Things going wrong in my life right now:
I've finally made a decision about shit in my life and am prepared to follow through. I just DON'T KNOW HOW. I really wish that I was less awkward. Or at least that I was awkward enough that I didn't care how awkward I was being. Maybe it's not awkward and I'm just making too big of a deal over it? Anyway. I just want this to work out well. Want want want.
Housing for next year - one roommate and I found the perfect place, but the other two are taking some convincing. I know that we probably seem silly for jumping at practically the first place we look at, but it really is pretty perfect. Like, really, actually. Want want want. I think they might be sorta kinda starting to come around to it? Hopefully we can convince them sooooon.

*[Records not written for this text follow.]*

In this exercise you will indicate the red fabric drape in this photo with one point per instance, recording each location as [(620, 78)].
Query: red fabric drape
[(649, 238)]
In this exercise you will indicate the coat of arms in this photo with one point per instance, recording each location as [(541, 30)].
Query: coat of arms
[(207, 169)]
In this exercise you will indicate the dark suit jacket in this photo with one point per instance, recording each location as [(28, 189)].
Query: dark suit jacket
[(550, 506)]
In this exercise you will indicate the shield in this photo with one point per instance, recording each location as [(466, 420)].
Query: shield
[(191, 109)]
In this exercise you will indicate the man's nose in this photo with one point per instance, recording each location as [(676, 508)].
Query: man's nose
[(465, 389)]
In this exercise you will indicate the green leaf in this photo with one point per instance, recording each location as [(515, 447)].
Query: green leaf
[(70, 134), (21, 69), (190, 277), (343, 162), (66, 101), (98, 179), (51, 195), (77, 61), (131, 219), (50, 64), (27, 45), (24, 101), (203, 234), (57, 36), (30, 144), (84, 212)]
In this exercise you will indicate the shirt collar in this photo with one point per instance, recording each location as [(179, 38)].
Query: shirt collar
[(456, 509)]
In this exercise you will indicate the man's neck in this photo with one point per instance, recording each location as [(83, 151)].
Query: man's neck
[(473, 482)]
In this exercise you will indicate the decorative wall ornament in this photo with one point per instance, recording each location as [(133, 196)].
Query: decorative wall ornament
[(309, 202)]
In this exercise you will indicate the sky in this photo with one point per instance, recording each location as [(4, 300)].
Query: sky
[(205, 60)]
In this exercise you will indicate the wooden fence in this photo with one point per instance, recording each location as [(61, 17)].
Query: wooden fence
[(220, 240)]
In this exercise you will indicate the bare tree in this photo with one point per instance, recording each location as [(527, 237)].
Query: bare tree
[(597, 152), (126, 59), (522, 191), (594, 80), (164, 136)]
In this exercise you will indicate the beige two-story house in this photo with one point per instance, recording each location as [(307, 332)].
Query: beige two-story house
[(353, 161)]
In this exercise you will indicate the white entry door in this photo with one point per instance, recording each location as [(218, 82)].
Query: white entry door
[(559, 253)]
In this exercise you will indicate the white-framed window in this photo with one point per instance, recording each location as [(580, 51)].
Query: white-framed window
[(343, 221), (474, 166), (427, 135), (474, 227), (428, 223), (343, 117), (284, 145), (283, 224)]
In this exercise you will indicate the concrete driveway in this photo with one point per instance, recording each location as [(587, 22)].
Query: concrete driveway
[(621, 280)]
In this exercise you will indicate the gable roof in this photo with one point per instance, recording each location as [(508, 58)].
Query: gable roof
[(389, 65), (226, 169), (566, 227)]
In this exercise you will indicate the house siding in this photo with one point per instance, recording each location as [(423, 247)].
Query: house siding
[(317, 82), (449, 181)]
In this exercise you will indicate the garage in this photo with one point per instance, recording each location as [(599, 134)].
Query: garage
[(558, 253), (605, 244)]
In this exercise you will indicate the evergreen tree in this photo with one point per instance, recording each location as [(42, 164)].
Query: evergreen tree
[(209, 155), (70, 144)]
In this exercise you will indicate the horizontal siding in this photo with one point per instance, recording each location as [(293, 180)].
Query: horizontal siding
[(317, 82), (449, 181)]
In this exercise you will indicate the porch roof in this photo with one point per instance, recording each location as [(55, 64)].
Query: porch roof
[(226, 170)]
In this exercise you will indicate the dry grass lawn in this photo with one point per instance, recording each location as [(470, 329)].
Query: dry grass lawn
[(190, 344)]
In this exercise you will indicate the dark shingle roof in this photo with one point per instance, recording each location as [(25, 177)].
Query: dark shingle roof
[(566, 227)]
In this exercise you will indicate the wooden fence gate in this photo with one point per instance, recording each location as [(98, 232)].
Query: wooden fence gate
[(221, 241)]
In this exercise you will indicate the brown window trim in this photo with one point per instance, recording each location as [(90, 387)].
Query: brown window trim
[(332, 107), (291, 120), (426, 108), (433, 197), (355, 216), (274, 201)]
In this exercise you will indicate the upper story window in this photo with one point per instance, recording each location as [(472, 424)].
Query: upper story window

My brother might not make it home for Christmas. He's supposed to be coming home Sunday night, but there's a few massive storms moving into the area, and a whole bunch of flights are getting cancelled, and this close to Christmas, rescheduling propbably wouldn't go so well. This on its own is pretty sucky. Furthermore, he and I were going to get a joint gift for my parents, but he was going to deal with it because he knows about that kind of thing; I was just contributing money. But he wasn't going to pick it up until he got him, so if he doesn't come home, my parents have no gift. So I need to decide whether to get them something different or hope for him to come through. And since I'm going tomorrow to do the rest of my Christmas shopping... I need to decide by then. Agghhh.
Two of my marks still aren't online! So frustrating. So so so frustrating. I mean, yeahhh, I got the two I was most worried about already (did better than expected in both! I must be damn good at guessing for COMM 1010, and my Bentham paper must have been much better than I thought it was...) But still. I want these two as well. Want want want.
I'm supposed to be writing a play, and I'm not! I want want want more time and more motivation... sigh.
Things going right in my life right now:
I just hosted a Christmas party with my friends... I think it was a success. Everyone seemed fairly happy, anyway. I, for one, am pleased. :D
...yeah, that's really short, but it's actually good enough to make up for everything else. It's just easier to whine than to praise, I suppose. But trust me, I am a happy camper. Just an extraordinarily whiny one.